Browse Prior Art Database

Concurrent On Line Array Chip Sparing From Scrub Assisted Fault Data

IP.com Disclosure Number: IPCOM000122356D
Original Publication Date: 1991-Dec-01
Included in the Prior Art Database: 2005-Apr-04
Document File: 4 page(s) / 157K

Publishing Venue

IBM

Related People

Fasano, LT: AUTHOR [+4]

Abstract

On-Line Array Chip Sparing consists of a technique for identifying faulty storage chips and substituting good chips during normal system operation. The sparing algorithm operates as a background task which identifies both stuck faults and intermittent faults in a storage array. Spare chips are initialized and inserted into the array without disrupting system operation.

This text was extracted from an ASCII text file.
This is the abbreviated version, containing approximately 43% of the total text.

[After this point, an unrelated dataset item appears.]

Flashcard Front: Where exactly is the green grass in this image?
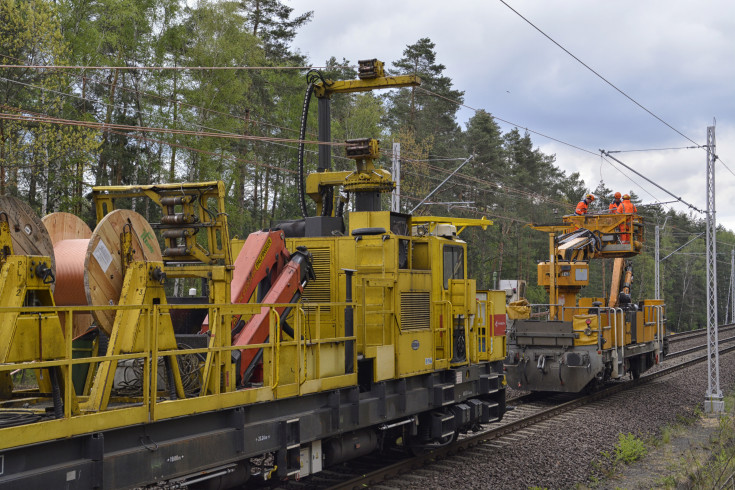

Concurrent On Line Array Chip Sparing From Scrub Assisted Fault Data

      On-Line Array Chip Sparing consists of a technique for
identifying faulty storage chips and substituting good chips during
normal system operation.  The sparing algorithm operates as a
background task which identifies both stuck faults and intermittent
faults in a storage array. Spare chips are initialized and inserted
into the array without disrupting system operation.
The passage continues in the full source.